PlumBerries · 31-35, F
no I think they care about me and honestly want to know how I'm feeling but also at times it feels like they are checking up on me.. I had a pretty bad track record in the past of self harm and suicide attempts, so it feels like they check up on me a lot since they know about all that and well I don't wont them to worry and I don't like opening up about it to any of them much because well if I start talking about it, I cant hide how I'm feeling and I get very emotional.. like really emotional and it is just easier bottling it up and pretending that I am good
SwanNual · 31-35, F
@PlumBerries But that's not helping you, at least talk to someone about it please.
PlumBerries · 31-35, F
I see a therapist once a week, that is actually required of me if I want to keep my job.. but anyway been doing that since I was 11ish years old.. Talking about it doesn't help as much, it never gets away what I'm feeling and just makes me dwell on it.. AAAnyway I hope you are doing alright
SwanNual · 31-35, F
@PlumBerries Maybe you can talk to someone who could relate to that feeling but someone you trust instead of a therapist, a group gathering. I used to be at a book club at a psychiatric ward in a hospital.
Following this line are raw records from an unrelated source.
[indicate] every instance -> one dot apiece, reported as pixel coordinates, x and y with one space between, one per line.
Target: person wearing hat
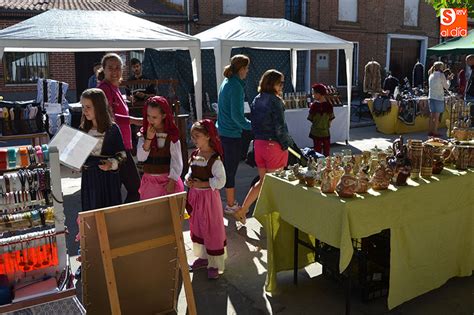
320 114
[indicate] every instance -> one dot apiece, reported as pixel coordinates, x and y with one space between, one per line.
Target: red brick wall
375 20
61 68
370 31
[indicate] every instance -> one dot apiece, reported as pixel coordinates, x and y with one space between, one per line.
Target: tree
443 4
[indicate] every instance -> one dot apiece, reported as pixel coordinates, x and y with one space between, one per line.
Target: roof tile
158 7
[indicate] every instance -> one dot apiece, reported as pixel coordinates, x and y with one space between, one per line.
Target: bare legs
252 195
230 196
434 122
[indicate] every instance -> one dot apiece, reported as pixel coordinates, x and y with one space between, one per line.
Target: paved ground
240 289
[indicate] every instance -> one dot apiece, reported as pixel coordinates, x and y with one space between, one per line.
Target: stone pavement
241 289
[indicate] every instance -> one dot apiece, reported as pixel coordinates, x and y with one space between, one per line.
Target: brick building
395 33
19 71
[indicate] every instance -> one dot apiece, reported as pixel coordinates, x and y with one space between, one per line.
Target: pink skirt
153 186
207 220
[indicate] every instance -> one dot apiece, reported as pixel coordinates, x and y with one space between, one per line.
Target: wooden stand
131 255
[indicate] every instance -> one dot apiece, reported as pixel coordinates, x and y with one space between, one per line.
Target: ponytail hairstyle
102 110
437 66
237 62
108 56
207 127
268 81
168 124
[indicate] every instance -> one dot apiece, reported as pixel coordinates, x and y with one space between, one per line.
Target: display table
390 124
299 126
431 228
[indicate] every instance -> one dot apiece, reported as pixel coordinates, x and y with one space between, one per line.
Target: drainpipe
188 15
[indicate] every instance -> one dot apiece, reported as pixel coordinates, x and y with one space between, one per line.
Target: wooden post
183 263
108 264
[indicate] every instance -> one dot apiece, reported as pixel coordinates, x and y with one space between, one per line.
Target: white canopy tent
81 31
265 33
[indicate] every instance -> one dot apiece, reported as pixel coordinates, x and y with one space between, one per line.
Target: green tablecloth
431 225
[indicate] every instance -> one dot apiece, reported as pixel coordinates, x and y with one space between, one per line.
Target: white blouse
437 84
176 163
217 170
98 147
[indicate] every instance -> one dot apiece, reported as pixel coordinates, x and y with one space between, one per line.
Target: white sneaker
230 210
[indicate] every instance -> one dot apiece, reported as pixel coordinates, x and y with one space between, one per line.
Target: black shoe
77 275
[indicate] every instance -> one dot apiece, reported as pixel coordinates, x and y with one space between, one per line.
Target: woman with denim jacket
271 133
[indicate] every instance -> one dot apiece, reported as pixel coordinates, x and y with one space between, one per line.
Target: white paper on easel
74 146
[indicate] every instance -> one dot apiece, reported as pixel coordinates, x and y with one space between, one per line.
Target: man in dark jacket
469 96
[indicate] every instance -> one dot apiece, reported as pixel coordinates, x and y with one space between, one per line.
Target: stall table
299 126
390 124
430 224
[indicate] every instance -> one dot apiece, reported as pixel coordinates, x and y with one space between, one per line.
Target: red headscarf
319 88
169 125
214 137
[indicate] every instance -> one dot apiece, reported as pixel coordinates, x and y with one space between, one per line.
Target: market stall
391 121
266 33
34 265
428 244
81 31
458 46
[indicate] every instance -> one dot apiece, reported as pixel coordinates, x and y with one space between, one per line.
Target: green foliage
443 4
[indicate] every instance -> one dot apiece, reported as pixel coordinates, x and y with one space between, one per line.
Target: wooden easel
109 239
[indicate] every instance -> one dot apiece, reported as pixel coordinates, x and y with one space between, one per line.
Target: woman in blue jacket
231 122
271 133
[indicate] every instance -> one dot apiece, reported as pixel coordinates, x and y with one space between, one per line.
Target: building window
234 7
296 11
341 66
138 54
347 10
25 67
410 13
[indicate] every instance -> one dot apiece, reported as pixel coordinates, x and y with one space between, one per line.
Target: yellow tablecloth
390 124
432 228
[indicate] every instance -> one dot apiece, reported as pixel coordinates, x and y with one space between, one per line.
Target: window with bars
138 54
296 11
341 66
25 67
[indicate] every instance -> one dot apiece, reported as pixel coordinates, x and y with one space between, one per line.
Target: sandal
239 216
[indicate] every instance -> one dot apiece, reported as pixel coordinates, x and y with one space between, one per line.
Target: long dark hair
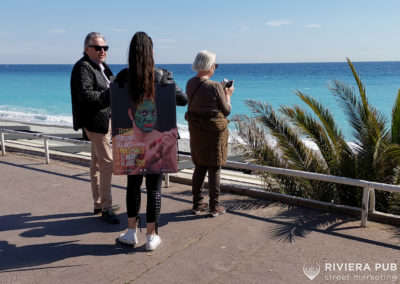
141 68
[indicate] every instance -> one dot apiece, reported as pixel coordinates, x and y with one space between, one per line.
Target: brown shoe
199 208
219 210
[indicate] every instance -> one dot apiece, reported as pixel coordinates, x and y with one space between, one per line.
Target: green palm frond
396 120
310 128
361 87
293 148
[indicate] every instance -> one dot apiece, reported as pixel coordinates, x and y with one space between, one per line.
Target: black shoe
114 208
200 208
109 217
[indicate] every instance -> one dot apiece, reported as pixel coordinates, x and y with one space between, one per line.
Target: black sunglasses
99 47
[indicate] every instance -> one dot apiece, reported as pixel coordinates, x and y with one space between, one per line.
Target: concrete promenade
48 234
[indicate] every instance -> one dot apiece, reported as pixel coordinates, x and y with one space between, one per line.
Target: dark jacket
90 96
208 125
161 76
208 139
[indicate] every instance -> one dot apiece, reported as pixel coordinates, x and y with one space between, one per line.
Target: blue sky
52 31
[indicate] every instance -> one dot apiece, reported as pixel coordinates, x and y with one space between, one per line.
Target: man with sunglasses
90 80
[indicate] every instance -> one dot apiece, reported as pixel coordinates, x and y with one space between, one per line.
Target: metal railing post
3 144
166 180
364 206
372 200
46 150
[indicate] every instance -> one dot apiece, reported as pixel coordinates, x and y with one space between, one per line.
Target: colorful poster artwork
142 142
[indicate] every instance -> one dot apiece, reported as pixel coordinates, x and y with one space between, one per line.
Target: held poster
144 136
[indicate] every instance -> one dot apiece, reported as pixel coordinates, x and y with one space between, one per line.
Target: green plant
374 156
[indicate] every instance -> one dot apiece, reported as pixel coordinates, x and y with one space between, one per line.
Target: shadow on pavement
297 222
13 258
56 225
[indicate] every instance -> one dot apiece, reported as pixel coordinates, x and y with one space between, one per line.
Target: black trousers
213 184
133 196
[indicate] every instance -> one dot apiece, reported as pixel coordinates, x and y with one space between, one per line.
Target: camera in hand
227 83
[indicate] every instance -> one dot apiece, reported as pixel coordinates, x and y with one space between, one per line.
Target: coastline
69 132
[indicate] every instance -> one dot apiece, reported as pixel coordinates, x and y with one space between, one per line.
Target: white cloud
166 40
57 31
313 26
119 30
278 23
243 29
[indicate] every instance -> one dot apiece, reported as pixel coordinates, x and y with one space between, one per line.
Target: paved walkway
48 235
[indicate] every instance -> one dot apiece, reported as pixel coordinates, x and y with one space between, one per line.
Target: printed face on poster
144 136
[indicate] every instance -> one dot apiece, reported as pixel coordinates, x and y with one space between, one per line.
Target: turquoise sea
41 94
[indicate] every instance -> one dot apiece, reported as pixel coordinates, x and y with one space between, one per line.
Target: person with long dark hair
140 78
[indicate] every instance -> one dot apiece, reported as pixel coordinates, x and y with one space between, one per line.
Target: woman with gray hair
209 105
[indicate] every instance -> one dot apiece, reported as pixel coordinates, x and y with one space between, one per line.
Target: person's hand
229 91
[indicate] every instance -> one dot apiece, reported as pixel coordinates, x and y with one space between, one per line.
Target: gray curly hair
204 61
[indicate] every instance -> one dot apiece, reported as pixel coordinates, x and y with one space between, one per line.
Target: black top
90 96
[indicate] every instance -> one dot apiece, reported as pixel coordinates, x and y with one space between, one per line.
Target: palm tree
374 156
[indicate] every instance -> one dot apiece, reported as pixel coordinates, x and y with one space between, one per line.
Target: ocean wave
34 117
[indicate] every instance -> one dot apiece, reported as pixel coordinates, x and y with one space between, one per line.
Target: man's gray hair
91 36
204 61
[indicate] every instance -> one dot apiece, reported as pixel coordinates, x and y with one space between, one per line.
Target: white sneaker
153 241
128 238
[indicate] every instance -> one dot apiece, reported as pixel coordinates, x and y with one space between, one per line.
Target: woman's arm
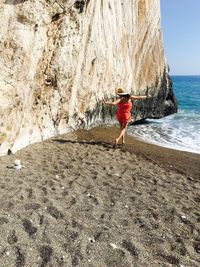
139 96
112 103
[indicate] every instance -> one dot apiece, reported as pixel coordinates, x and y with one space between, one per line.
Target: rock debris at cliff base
59 59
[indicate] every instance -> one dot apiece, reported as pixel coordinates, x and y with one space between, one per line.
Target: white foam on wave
180 131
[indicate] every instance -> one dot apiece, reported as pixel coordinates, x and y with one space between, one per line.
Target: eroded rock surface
58 59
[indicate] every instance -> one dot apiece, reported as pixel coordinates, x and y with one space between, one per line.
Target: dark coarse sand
79 202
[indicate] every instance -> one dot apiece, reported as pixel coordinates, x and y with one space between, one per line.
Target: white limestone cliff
58 59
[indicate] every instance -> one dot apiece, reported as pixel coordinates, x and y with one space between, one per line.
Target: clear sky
180 21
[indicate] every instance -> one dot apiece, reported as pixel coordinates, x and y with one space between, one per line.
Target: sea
180 131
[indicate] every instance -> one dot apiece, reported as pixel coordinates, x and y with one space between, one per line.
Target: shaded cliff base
79 202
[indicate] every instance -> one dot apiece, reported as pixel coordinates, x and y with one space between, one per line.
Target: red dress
124 111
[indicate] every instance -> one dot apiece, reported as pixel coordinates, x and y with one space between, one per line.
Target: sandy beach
78 202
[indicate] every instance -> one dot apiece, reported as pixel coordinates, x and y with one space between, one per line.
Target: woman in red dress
124 104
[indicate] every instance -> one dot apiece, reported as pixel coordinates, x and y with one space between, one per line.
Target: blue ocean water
181 130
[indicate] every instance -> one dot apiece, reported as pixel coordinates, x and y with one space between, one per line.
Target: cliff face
58 59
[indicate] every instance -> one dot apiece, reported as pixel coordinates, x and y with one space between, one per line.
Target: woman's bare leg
122 133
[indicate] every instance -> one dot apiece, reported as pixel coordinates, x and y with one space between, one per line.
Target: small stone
92 240
17 162
18 167
113 245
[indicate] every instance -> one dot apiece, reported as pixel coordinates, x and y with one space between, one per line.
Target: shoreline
79 202
182 161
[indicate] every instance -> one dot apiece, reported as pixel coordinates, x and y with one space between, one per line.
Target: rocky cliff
59 58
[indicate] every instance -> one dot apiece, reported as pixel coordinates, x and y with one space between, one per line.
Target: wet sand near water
79 202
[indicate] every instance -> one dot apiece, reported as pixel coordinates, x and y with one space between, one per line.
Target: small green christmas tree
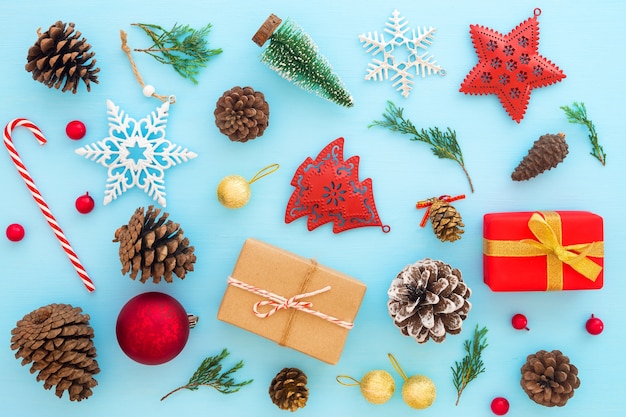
293 54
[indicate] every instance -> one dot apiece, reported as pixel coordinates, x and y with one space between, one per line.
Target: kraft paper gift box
543 251
294 301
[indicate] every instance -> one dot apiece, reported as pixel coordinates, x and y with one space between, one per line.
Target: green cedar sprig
472 364
208 374
294 56
443 143
183 47
578 114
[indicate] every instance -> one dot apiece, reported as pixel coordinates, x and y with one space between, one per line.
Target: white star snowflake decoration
136 153
402 70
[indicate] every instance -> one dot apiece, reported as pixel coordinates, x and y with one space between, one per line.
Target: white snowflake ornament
136 153
402 70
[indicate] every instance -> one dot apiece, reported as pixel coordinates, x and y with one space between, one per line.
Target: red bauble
500 406
519 322
594 325
15 232
84 203
152 328
75 130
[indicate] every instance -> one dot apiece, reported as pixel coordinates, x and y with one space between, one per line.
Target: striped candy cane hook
8 141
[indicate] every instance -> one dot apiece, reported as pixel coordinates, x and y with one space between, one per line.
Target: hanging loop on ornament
233 191
397 367
429 202
147 89
376 386
264 172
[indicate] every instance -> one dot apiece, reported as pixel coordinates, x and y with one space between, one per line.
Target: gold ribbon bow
547 231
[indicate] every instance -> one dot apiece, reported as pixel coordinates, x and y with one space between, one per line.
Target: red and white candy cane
8 141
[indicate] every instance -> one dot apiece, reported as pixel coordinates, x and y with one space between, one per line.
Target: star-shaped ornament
136 153
510 66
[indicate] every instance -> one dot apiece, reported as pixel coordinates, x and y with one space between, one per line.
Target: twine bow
278 302
547 231
428 203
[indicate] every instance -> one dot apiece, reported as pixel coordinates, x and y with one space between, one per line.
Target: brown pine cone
242 114
288 389
546 153
57 338
446 221
61 58
549 379
156 248
429 299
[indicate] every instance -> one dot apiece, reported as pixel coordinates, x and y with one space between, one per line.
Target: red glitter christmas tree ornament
328 190
510 66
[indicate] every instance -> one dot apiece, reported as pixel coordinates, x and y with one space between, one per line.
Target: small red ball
75 130
519 322
500 406
152 328
594 325
15 232
84 204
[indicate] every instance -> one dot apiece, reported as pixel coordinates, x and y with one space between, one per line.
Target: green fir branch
209 374
472 364
443 143
294 56
578 114
183 47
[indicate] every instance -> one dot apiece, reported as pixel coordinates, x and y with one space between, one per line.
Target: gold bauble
377 386
419 392
233 191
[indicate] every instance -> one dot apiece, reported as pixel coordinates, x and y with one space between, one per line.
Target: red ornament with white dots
85 204
500 406
75 130
594 325
519 322
15 232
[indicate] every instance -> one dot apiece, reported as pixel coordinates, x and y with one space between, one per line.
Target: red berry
519 322
500 406
75 129
594 325
15 232
84 203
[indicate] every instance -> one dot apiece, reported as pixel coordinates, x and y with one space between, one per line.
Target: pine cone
59 57
57 338
154 247
446 221
288 389
549 379
429 299
242 114
546 153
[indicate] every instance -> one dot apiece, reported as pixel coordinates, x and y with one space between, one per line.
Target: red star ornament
510 66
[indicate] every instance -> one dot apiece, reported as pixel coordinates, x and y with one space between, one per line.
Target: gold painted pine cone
429 299
242 114
549 378
446 221
154 247
57 339
60 58
288 389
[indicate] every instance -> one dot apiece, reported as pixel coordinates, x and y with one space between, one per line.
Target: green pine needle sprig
472 364
294 56
183 47
443 143
578 114
210 374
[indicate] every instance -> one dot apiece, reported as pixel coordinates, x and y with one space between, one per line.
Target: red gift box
543 251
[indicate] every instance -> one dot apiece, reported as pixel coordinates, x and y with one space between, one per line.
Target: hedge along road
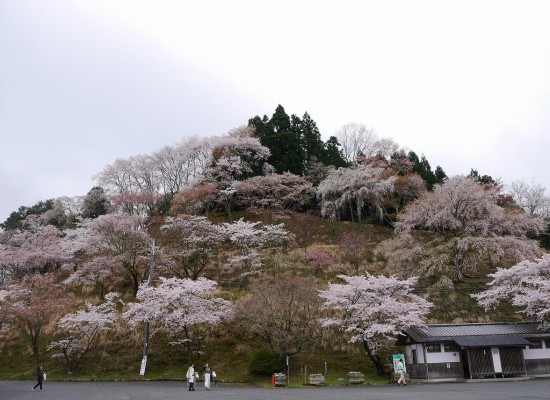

It's better than talking to therapists though.


Thanks for asking *hugs*, I'll manage I can still laugh at myself and I have someone who's willing to listen to me talk for six hours and talk back so I don't feel so shitty when I can't sleep so I'll be fine I think :D
PlumBerries · 31-35, F
nah I have done group therapy before and I cant talk when I'm in groups like that. I have severe social anxiety also and I am very quiet in person. I'm more of a listener. I was forced to do it when I was put in hospitals though and I couldn't handle it. Overall I am doing the best I have been in so long.

I'm really gald to hear you have someone for you that you can do that with and a sense of humour is always a great thing :)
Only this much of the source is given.